Sshguard monitors services through their logging activity. It reacts to messages about dangerous activity by blocking the source address with the local firewall. Sshguard employs a clever parser that can transparently recognize several logging formats at once (syslog, syslog-ng, metalog, multilog, raw messages), and detects attacks for many services out of the box, including SSH, several ftpds, and dovecot. It can operate all the major firewalling systems, and features support for IPv6, whitelisting, suspension, and log message authentication.
m0n0wall is an all-in-one firewall software package that is based on FreeBSD. It is geared towards embedded PCs, but it also works on standard PCs. It includes an easy-to-use Web interface like commercial firewall boxes do. PHP is used instead of shell scripts, and the entire system configuration is stored in a single XML-formatted file. There is support for VPN, traffic shaping, captive portal, VLANs, and more.
The MiniUPnP project is a library and a daemon. The library is aimed to enable applications to use the capabilities of a UPnP Internet Gateway Device present on the network to forward ports. The daemon adds the UPnP Internet Gateway Device functionality to a NAT gateway running OpenBSD/NetBSD/FreeBSD/Solaris with PF/IPF or Linux 2.4.x/2.6.x with netfilter. One of its most interesting features is to enforce some permissions to allow or deny redirections, bringing some security to UPnP. Newer versions also support the NAT-PMP protocol from Apple.

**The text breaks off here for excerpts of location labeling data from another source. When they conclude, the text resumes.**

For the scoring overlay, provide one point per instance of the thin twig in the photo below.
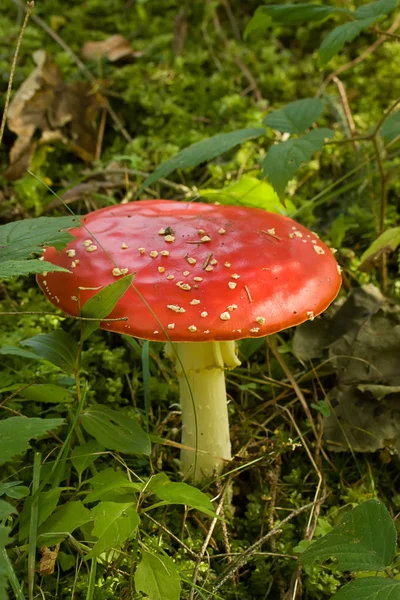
(30, 6)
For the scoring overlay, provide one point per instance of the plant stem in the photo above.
(205, 426)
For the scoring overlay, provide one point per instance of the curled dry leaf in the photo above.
(60, 112)
(48, 561)
(114, 48)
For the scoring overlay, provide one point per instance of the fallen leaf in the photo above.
(48, 561)
(114, 48)
(60, 112)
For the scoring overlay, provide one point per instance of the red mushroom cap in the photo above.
(202, 272)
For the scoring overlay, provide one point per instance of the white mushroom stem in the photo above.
(200, 367)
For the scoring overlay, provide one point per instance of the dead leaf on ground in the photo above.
(114, 48)
(48, 561)
(47, 110)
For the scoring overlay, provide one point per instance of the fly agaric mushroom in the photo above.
(205, 276)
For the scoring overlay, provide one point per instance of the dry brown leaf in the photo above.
(48, 561)
(59, 112)
(114, 48)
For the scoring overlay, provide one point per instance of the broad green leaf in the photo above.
(48, 393)
(202, 151)
(109, 481)
(390, 129)
(58, 347)
(115, 431)
(288, 14)
(114, 524)
(375, 9)
(370, 588)
(12, 489)
(19, 240)
(182, 493)
(62, 522)
(14, 268)
(84, 456)
(295, 117)
(386, 242)
(157, 577)
(284, 159)
(6, 509)
(338, 37)
(15, 433)
(101, 304)
(249, 191)
(365, 540)
(47, 504)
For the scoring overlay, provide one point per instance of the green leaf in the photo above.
(295, 117)
(157, 577)
(6, 509)
(15, 433)
(182, 493)
(62, 522)
(108, 481)
(19, 240)
(386, 242)
(370, 588)
(249, 191)
(58, 347)
(14, 268)
(114, 524)
(101, 304)
(365, 540)
(48, 393)
(390, 129)
(47, 504)
(289, 14)
(202, 151)
(285, 158)
(115, 431)
(84, 456)
(12, 489)
(338, 37)
(375, 9)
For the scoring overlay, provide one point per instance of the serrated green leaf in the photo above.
(182, 493)
(365, 540)
(375, 9)
(249, 191)
(157, 577)
(101, 304)
(388, 241)
(84, 456)
(12, 489)
(14, 268)
(114, 524)
(390, 129)
(338, 37)
(370, 588)
(47, 504)
(15, 433)
(111, 481)
(58, 347)
(6, 509)
(115, 431)
(19, 240)
(289, 14)
(48, 393)
(202, 151)
(63, 521)
(285, 158)
(295, 117)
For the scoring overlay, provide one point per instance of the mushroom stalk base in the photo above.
(200, 368)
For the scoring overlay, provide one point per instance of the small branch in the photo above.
(30, 6)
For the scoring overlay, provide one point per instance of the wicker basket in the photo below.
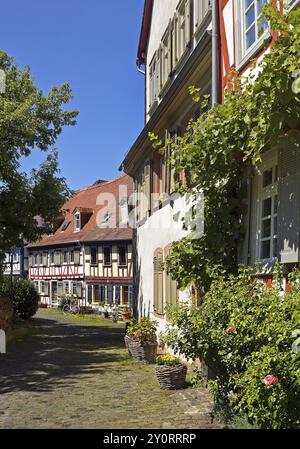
(141, 353)
(171, 377)
(127, 340)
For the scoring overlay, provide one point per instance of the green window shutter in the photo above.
(59, 289)
(45, 259)
(57, 258)
(188, 22)
(147, 190)
(79, 290)
(174, 40)
(158, 283)
(77, 257)
(289, 205)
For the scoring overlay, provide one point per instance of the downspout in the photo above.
(139, 63)
(215, 94)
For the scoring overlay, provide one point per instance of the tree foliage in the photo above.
(29, 121)
(260, 112)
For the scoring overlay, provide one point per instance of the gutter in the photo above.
(215, 91)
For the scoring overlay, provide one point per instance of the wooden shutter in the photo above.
(46, 288)
(79, 290)
(45, 259)
(110, 298)
(158, 282)
(289, 205)
(147, 185)
(57, 258)
(187, 22)
(60, 289)
(175, 41)
(90, 294)
(77, 257)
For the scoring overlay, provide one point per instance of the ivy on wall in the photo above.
(260, 112)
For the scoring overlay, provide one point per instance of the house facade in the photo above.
(89, 256)
(198, 43)
(16, 263)
(273, 220)
(175, 49)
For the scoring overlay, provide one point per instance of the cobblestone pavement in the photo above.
(74, 375)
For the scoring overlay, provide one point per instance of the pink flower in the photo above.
(269, 380)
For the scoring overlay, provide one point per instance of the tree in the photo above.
(29, 121)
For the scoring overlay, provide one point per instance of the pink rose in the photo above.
(269, 380)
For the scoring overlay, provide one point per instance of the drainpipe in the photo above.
(139, 63)
(215, 53)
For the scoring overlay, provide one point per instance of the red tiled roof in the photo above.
(85, 201)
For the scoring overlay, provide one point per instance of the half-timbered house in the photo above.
(89, 256)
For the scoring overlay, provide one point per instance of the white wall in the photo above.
(158, 232)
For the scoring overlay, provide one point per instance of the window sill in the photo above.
(250, 54)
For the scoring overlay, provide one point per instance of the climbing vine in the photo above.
(260, 112)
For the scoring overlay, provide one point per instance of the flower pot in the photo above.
(171, 377)
(127, 340)
(126, 316)
(145, 352)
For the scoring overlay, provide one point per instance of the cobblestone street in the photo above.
(78, 375)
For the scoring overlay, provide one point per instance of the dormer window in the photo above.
(77, 221)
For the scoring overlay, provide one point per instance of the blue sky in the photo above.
(92, 44)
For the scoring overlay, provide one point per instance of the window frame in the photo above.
(243, 55)
(264, 193)
(125, 253)
(105, 263)
(77, 221)
(94, 262)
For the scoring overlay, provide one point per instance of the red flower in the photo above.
(269, 380)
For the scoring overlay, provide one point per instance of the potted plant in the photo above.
(141, 340)
(170, 372)
(126, 313)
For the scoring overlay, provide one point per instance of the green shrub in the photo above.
(243, 332)
(24, 296)
(144, 331)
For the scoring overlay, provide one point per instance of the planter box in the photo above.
(141, 353)
(171, 377)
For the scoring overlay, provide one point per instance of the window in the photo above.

SOHT (Socket over HTTP Tunneling) allows you to tunnel socket connections through an HTTP proxy. Restrictive firewalls often prohibit all outgoing trafic except for HTTP. This application allows you to tunnel socket connections over the HTTP protocol. This application consists of a server that serves as a proxy and a client which tunnels a socket connection over an HTTP connection to the server. The current server is written in Java, and there are clients in Java and .NET.
IPsec-Tools is a Linux port of the user-space tools from KAME. It includes libipsec (a library with a PF_KEY implementation), setkey (a tool for manipulating and dumping the kernel Security Policy Database and Security Association Database), and racoon (Internet Key Exchange daemon for automatically keying IPsec connections).
flashboot for OpenBSD is a set of makefiles, scripts, and support tools to build an OpenBSD image suitable for booting from read-only media, such as flash memory. The default image (smaller than 5Mb) is an image for a firewall/router with support for IPsec, SSH, IPv4 and IPv6 packet filtering, DHCP (client and server), and PPPoE. This image may be further trimmed or extended by editing the packing list files included in the distribution.
pfflowd is a small daemon which converts real-time state expiry messages from OpenBSD's PF packet filter into Cisco NetFlow datagrams. This allows very fine- grained traffic accounting in conjunction with NetFlow capable tools and places almost no incremental load on a PF firewall.
plugdaemon is a load-balancing "plug" proxy. It allows you to forward TCP connections to one or multiple hosts, using load balancing or failover, and to route the connections through an HTTPS proxy. Access control is done by source interface or by originating IP. Outgoing connections can be bound to a specific IP address.